Let’s not beat around the bush here. What are some of us really doing when we’re abroad? Are we really learning Dutch? Perhaps we’d all prefer to think so, because I don’t know what else could justify some of these bon-vivant vacations. All of us can think of one friend who came back from Europe with nothing to show for it beyond an admirably extensive survey of the local pub scene.
I can’t speculate as to how this happened, but I must question our tolerance to its detrimental effects. Why do we simply accept as a fact of college that Junior year is a social dead-zone? Why do we so easily overlook the jarring discontinuity — discontinuity in classes, clubs, sports, relationships, virtually all facets of the Middlebury experience — that is directly, needlessly inflicted by the abroad cycle? We love to lament about the loss of community, yet we are all too eager to ignore the study abroad frenzy as a probable cause.
These issues are entirely preventable by a simple paradigm shift: Most students should not randomly adjourn their preciously short college experience to go sit in an apartment in some foreign city.
Is it really so controversial to suggest that most students would be better off staying in Middlebury, furthering the communities they have spent the last two and a half years working a foothold in? Instead they find themselves carted onto airplanes, returning home six months later — often dissatisfied, and usually having discovered the same appreciations that I have freely outlined for you in the beginning of this article. This appears to be such a fool’s errand that you might begin to speculate who, if not students, is really benefitting from abroad programs…
Don’t confuse my point: there’s nothing wrong with drinking in European bars. Admittedly, it could even be a life’s calling for most of us. But we have approximately 60 years to answer life’s calling after we graduate, and we only have four years here, four years to learn, mingle and play. Weigh the numbers however you want.

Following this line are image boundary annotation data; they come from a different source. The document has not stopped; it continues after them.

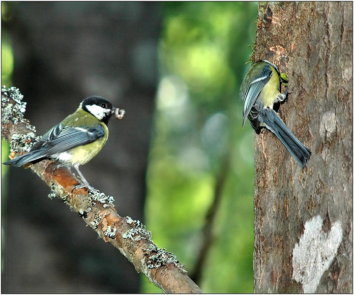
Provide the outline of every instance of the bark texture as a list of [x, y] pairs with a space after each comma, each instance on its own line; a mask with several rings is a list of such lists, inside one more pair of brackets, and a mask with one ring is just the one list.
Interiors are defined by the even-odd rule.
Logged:
[[253, 61], [288, 74], [280, 117], [312, 152], [301, 169], [255, 140], [255, 292], [353, 292], [353, 3], [261, 2]]

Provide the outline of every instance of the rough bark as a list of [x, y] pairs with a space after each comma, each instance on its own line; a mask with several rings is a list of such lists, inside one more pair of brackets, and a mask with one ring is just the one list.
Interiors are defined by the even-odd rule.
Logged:
[[255, 292], [352, 293], [353, 3], [259, 8], [252, 59], [288, 74], [280, 116], [312, 155], [256, 136]]
[[[18, 89], [1, 88], [1, 136], [16, 151], [28, 151], [35, 141], [34, 128], [23, 118], [25, 106]], [[12, 152], [14, 153], [14, 151]], [[44, 160], [30, 169], [51, 188], [50, 197], [59, 198], [77, 212], [105, 241], [111, 243], [149, 280], [168, 293], [201, 293], [173, 254], [158, 248], [151, 232], [139, 220], [122, 217], [114, 199], [99, 191], [75, 189], [82, 184], [67, 167]]]

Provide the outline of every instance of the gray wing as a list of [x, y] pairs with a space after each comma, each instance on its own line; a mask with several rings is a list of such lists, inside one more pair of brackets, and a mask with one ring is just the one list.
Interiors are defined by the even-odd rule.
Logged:
[[[242, 127], [244, 125], [251, 109], [256, 103], [256, 100], [258, 97], [260, 93], [261, 93], [261, 91], [270, 79], [271, 75], [272, 70], [269, 66], [267, 65], [264, 67], [259, 76], [255, 78], [253, 78], [254, 80], [249, 83], [245, 92], [241, 94], [243, 96], [243, 122]], [[248, 84], [249, 80], [249, 78], [246, 77], [243, 80], [242, 84], [244, 85], [244, 83]], [[241, 88], [243, 88], [242, 86], [241, 86]]]
[[88, 127], [60, 123], [45, 133], [33, 145], [31, 151], [40, 148], [49, 156], [91, 143], [104, 135], [104, 128], [101, 124]]

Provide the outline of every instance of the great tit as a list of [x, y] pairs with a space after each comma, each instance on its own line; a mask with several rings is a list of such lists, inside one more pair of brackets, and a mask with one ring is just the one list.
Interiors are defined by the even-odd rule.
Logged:
[[248, 118], [258, 134], [263, 127], [270, 130], [303, 168], [311, 156], [310, 149], [295, 137], [273, 110], [286, 98], [287, 87], [284, 93], [280, 91], [282, 84], [287, 85], [287, 80], [268, 60], [253, 64], [240, 88], [240, 97], [243, 99], [242, 127]]
[[79, 166], [93, 158], [104, 146], [108, 138], [107, 125], [111, 116], [114, 114], [120, 119], [124, 112], [113, 107], [103, 97], [87, 97], [74, 113], [35, 142], [28, 153], [3, 164], [27, 167], [45, 159], [54, 159], [61, 165], [74, 167], [85, 187], [92, 189]]

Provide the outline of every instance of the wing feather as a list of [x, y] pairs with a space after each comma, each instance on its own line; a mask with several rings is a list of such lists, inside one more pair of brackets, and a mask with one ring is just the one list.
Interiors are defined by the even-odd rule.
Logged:
[[[249, 84], [243, 97], [243, 122], [244, 125], [247, 116], [256, 102], [262, 88], [269, 81], [272, 75], [272, 70], [269, 65], [265, 66], [260, 75], [254, 78]], [[248, 79], [246, 79], [248, 81]]]

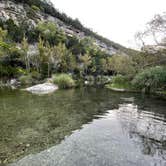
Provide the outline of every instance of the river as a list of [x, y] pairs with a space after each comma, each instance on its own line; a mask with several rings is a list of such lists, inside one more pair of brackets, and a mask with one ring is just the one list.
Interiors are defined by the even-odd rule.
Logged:
[[166, 166], [166, 101], [100, 88], [0, 91], [0, 166]]

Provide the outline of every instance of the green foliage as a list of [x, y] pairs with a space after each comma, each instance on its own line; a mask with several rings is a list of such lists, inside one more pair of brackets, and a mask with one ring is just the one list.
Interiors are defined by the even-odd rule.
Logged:
[[75, 81], [68, 74], [54, 75], [53, 82], [61, 89], [72, 88], [75, 86]]
[[132, 84], [146, 92], [162, 88], [166, 84], [166, 69], [162, 66], [147, 68], [135, 76]]
[[56, 24], [52, 22], [41, 22], [37, 26], [37, 31], [44, 41], [49, 42], [51, 45], [57, 45], [60, 42], [66, 41], [64, 33], [59, 31]]
[[19, 77], [19, 81], [21, 82], [21, 85], [31, 85], [33, 83], [33, 78], [31, 74], [22, 75]]
[[35, 10], [35, 11], [40, 11], [40, 8], [37, 7], [37, 6], [35, 6], [35, 5], [32, 5], [31, 8], [32, 8], [33, 10]]

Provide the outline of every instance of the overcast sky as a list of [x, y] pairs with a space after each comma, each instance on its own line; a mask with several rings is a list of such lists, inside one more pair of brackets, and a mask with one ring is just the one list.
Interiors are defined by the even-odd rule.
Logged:
[[134, 34], [155, 14], [166, 11], [166, 0], [51, 0], [55, 8], [112, 41], [134, 48]]

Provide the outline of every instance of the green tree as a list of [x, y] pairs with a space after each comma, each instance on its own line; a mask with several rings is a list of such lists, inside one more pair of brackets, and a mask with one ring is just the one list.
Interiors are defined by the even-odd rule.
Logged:
[[21, 42], [22, 56], [23, 56], [23, 61], [26, 65], [26, 70], [27, 72], [30, 72], [30, 58], [28, 56], [28, 47], [29, 44], [27, 38], [24, 36]]
[[146, 93], [162, 88], [166, 84], [166, 69], [162, 66], [147, 68], [135, 76], [132, 84]]

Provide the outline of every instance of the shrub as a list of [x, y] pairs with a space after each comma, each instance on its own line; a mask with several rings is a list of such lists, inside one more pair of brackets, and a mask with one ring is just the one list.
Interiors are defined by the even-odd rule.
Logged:
[[40, 11], [40, 8], [37, 7], [37, 6], [35, 6], [35, 5], [32, 5], [31, 8], [32, 8], [33, 10], [35, 10], [35, 11]]
[[147, 93], [162, 88], [166, 84], [166, 70], [161, 66], [145, 69], [135, 76], [132, 84], [136, 88], [145, 89]]
[[72, 88], [75, 86], [75, 81], [68, 74], [58, 74], [53, 76], [53, 82], [61, 89]]

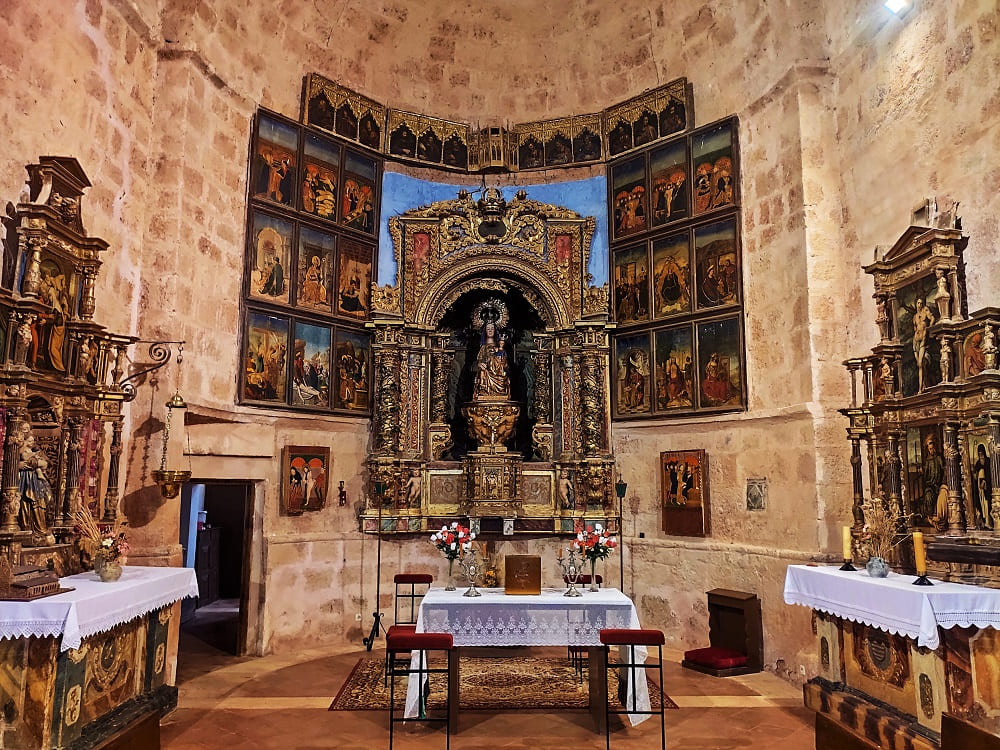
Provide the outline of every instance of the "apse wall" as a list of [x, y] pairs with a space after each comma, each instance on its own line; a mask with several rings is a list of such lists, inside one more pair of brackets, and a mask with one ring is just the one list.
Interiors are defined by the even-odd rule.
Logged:
[[[263, 610], [251, 650], [291, 650], [331, 633], [358, 640], [374, 607], [373, 540], [355, 516], [367, 423], [234, 405], [258, 105], [295, 117], [302, 76], [315, 71], [393, 107], [517, 122], [597, 111], [683, 75], [697, 125], [730, 113], [741, 122], [749, 409], [615, 426], [630, 487], [626, 535], [645, 534], [628, 540], [626, 588], [643, 621], [675, 646], [703, 642], [705, 590], [757, 591], [767, 661], [811, 669], [808, 612], [782, 603], [781, 582], [789, 562], [833, 552], [849, 518], [846, 424], [835, 410], [848, 395], [840, 362], [875, 342], [860, 264], [895, 240], [922, 198], [947, 196], [961, 202], [971, 234], [970, 304], [1000, 297], [994, 3], [919, 3], [893, 20], [877, 0], [850, 13], [797, 0], [574, 2], [552, 3], [544, 23], [537, 2], [455, 5], [5, 4], [0, 198], [16, 199], [23, 165], [38, 155], [77, 157], [94, 183], [85, 225], [111, 244], [97, 319], [188, 342], [183, 367], [141, 388], [130, 410], [131, 557], [180, 559], [176, 506], [144, 489], [162, 404], [179, 385], [195, 422], [196, 477], [255, 482], [252, 599]], [[333, 448], [346, 509], [279, 515], [287, 444]], [[679, 448], [709, 453], [705, 542], [658, 531], [657, 456]], [[747, 477], [768, 478], [763, 512], [746, 510]], [[443, 571], [417, 541], [384, 552], [386, 584], [404, 560]]]

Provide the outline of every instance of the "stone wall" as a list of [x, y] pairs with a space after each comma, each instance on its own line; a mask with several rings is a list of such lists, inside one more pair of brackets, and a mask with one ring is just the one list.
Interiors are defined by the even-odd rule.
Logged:
[[[179, 387], [195, 422], [195, 475], [255, 483], [251, 601], [263, 611], [251, 612], [251, 649], [356, 639], [370, 622], [375, 541], [355, 520], [367, 425], [234, 405], [249, 121], [258, 104], [296, 116], [302, 77], [317, 71], [391, 106], [526, 121], [596, 111], [683, 75], [697, 124], [733, 112], [741, 120], [750, 409], [616, 427], [626, 507], [635, 511], [625, 525], [626, 588], [644, 621], [677, 646], [704, 642], [705, 590], [757, 591], [766, 660], [812, 669], [808, 613], [783, 604], [781, 585], [787, 563], [834, 552], [836, 529], [849, 521], [840, 362], [875, 340], [860, 264], [895, 240], [922, 199], [947, 197], [961, 202], [972, 236], [970, 304], [1000, 296], [995, 4], [921, 3], [890, 19], [876, 0], [849, 11], [818, 0], [588, 0], [559, 4], [562, 15], [544, 23], [527, 0], [454, 7], [6, 4], [0, 196], [16, 198], [23, 165], [39, 154], [77, 157], [95, 185], [86, 226], [111, 244], [98, 320], [187, 341], [183, 367], [162, 371], [130, 410], [124, 507], [137, 558], [179, 559], [176, 504], [143, 490], [156, 468], [163, 402]], [[345, 480], [348, 508], [278, 514], [278, 462], [289, 443], [333, 448], [331, 480]], [[664, 538], [658, 453], [698, 447], [710, 457], [713, 536]], [[751, 476], [769, 480], [765, 511], [745, 508]], [[391, 542], [383, 554], [383, 609], [404, 561], [444, 571], [424, 539]]]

If you agree with me that our basic luxuries here are, in many respects, “all one might ever need”, you will agree that our time here is extremely valuable and worth appreciating, especially because it is so blindingly short. This, to me, is the overwhelming case against studying abroad. Not because the world isn’t interesting, but because the world is not going anywhere. But Middlebury will, and once it’s gone, it’s gone for good.